1
1980年冬,平溪鎮大衆澡堂。
喬晚欣第三次弓着腰去撿女兒萱萱故意扔掉的皁角時,萱萱對着她的屁股狠狠地拍了一下。
“啪”,一聲脆響。
正打在喬晚欣長了幾天的火癤子上。
“舒,舒服~嗎?”萱萱咯咯地笑,問得結結巴巴。
喬晚欣卻疼得眼淚落了下來。
看見喬晚欣哭,女兒嚇得大哭起來,“媽…媽,你…爲甚麼不笑?明明,明明爸爸和阿姨做遊戲時,阿姨就說舒服,阿姨就笑了......”
喬晚欣以爲自己聽錯了,萱萱三歲時生了一場大病以後,說話總是磕磕絆絆。
這是她第一次,說完一段很長很完整的話。
於是,她忍着疼痛,蹲下身來,又問了一遍:“萱萱,你剛剛在說甚麼?你是在說爸爸嗎?”

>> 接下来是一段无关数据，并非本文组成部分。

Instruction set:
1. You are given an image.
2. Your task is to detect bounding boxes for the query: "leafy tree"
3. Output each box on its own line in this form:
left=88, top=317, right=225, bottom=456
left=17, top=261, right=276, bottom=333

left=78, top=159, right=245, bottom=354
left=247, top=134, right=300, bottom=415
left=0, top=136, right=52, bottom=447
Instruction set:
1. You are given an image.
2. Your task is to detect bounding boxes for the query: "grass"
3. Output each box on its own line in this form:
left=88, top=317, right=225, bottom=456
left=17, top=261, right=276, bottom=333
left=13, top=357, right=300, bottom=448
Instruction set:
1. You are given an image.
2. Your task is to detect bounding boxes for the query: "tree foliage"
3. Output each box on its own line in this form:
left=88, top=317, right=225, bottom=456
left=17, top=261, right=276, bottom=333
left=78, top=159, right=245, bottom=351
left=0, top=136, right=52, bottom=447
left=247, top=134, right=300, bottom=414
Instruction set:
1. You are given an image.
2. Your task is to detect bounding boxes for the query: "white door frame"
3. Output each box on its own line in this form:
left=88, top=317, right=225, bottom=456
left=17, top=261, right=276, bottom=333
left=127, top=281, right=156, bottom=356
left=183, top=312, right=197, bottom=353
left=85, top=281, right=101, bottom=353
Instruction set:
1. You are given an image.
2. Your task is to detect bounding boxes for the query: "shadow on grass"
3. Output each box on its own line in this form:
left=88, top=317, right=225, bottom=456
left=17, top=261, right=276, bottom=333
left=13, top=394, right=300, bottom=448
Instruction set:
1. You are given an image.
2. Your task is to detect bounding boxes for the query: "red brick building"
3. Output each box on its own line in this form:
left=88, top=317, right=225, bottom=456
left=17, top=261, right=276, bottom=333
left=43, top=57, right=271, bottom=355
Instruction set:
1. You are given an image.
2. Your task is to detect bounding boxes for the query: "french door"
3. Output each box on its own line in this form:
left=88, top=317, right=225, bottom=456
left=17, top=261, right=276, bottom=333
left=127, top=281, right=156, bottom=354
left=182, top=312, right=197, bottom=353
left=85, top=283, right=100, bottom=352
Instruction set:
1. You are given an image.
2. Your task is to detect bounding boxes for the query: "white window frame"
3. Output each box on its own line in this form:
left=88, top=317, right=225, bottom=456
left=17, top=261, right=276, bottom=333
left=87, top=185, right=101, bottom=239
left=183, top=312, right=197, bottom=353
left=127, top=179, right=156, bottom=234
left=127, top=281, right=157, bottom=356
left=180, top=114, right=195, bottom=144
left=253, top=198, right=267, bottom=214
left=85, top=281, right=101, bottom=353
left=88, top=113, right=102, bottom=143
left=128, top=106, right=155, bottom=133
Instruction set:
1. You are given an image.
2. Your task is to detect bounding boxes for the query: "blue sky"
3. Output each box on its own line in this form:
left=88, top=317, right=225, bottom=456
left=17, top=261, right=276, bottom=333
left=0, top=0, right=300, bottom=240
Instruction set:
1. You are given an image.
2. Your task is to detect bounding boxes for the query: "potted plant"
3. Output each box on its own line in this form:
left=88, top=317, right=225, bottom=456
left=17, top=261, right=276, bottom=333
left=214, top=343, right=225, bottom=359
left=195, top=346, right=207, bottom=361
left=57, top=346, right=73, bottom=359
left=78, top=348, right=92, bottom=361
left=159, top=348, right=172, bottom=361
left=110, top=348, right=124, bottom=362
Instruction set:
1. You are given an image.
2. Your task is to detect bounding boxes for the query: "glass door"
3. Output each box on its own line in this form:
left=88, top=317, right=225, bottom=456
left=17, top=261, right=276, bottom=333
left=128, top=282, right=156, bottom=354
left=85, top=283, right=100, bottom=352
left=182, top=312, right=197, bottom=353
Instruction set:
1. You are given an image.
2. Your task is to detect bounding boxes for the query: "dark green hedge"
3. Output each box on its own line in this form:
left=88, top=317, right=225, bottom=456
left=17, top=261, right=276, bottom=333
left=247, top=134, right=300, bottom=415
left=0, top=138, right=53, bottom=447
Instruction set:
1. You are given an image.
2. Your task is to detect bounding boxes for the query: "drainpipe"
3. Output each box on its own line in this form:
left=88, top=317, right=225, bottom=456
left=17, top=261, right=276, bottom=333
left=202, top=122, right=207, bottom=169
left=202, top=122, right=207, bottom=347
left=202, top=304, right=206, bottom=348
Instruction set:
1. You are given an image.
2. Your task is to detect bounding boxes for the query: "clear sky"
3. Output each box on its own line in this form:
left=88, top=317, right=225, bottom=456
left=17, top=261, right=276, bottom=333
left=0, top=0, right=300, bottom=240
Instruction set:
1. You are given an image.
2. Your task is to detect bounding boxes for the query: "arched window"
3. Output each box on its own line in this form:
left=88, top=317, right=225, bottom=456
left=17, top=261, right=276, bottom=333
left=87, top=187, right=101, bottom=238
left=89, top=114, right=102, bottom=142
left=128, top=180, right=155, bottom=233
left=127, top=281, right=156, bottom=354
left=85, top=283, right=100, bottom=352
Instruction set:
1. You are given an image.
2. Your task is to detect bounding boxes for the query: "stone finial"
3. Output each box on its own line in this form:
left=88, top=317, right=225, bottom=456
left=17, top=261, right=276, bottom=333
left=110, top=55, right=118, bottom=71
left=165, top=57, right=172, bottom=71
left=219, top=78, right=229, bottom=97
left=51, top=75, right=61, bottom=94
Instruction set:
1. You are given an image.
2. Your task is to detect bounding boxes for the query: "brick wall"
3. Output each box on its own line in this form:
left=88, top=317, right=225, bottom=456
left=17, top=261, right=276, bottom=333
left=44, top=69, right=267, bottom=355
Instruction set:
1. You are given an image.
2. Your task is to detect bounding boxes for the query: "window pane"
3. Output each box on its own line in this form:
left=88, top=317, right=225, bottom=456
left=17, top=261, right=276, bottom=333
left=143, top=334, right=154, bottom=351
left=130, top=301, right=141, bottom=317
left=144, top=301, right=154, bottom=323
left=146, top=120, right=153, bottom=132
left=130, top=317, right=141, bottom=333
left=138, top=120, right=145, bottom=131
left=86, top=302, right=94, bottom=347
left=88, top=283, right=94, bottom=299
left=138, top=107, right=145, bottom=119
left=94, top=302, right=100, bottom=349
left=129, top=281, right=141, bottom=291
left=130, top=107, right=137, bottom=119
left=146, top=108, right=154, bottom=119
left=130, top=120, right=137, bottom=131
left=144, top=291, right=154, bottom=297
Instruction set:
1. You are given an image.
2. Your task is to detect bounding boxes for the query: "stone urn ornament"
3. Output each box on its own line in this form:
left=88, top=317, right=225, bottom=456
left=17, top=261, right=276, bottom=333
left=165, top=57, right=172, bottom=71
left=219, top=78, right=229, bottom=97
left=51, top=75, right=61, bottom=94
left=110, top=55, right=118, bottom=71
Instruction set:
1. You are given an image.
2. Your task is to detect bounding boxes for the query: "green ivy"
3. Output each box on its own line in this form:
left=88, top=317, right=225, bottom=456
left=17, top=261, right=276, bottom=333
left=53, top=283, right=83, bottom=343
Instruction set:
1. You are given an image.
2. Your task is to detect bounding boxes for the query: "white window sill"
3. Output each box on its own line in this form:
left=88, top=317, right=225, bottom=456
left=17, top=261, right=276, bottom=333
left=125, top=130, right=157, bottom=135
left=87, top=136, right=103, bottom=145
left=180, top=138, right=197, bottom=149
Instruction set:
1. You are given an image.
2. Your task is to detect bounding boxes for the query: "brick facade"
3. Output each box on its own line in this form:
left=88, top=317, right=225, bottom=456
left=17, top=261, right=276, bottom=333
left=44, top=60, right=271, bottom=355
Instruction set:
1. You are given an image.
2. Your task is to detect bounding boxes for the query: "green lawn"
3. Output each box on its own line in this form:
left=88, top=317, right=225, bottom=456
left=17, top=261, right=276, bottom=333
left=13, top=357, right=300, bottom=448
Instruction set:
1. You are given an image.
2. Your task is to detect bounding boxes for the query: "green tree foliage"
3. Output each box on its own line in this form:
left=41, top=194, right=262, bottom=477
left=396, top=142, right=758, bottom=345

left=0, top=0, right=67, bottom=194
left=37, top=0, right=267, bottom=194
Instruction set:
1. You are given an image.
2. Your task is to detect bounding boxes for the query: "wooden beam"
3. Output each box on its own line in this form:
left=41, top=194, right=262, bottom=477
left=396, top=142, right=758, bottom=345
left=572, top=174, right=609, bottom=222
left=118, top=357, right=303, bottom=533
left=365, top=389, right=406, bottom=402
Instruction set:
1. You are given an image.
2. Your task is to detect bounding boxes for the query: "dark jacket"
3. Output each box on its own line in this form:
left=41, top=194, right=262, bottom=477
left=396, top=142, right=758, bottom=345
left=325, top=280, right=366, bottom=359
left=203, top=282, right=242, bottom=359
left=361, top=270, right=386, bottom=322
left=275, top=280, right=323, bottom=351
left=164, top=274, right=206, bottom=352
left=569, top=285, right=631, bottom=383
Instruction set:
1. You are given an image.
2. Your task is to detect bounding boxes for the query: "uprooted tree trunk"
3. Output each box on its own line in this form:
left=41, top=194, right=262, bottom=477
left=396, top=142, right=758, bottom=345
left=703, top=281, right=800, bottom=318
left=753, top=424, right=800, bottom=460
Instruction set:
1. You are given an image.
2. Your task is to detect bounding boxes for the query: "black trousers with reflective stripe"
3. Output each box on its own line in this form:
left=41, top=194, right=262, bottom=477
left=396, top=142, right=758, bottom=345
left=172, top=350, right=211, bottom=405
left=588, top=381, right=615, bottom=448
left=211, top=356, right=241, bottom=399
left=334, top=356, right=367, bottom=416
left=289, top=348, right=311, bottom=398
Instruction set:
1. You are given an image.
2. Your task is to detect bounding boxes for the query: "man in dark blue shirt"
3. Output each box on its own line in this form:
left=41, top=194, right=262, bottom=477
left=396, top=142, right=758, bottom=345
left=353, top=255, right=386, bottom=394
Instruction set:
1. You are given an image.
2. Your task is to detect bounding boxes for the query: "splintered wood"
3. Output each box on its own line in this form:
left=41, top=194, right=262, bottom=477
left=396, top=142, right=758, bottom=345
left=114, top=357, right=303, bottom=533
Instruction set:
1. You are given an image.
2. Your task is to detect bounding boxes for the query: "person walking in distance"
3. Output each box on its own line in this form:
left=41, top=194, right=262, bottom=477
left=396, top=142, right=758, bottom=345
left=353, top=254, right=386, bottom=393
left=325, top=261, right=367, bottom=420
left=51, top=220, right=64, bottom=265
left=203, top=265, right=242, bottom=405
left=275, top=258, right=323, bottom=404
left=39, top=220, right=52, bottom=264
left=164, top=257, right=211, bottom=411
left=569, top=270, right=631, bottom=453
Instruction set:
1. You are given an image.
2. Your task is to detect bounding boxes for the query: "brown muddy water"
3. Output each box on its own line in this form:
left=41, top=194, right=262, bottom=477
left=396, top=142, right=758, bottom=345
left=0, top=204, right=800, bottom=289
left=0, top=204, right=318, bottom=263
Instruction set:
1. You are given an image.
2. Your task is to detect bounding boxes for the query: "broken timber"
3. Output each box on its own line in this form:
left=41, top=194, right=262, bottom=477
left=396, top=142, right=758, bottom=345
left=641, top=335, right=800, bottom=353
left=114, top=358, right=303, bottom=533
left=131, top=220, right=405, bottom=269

萱萱懵懵懂懂點了頭,又磕磕絆絆確認了一遍,“是爸…爸,我也想和媽…媽做…做遊戲......”
萱萱雖然結結巴巴,但這次吐字十分清晰。
她的女兒萱萱,終於能完整地說話了!
喬晚欣的眼淚一下子再次湧了出來,可她高興過後,整個人一下子又僵在原地,腦袋裏嗡嗡作響。
……
2
八年前,她第一次來到這裏,是當時還是知青的顧久州接待的她,他爲她安排好一切,對她無微不至。
她也對他芳心暗許,兩人就這麼相愛了。
剛結婚時,顧久州說他還想讀研究生,她便當他的後盾支持他。
他也沒有辜負過她,每天下課雷打不動騎兩小時自行車回來看她。
後來,她幫助顧久州進了煤廠,當了老闆,她也檢查出了身孕。
那段時間本來是顧久州最忙的時候,每天單子不斷,要各處跑,可他依舊把她和孩子放在第一位。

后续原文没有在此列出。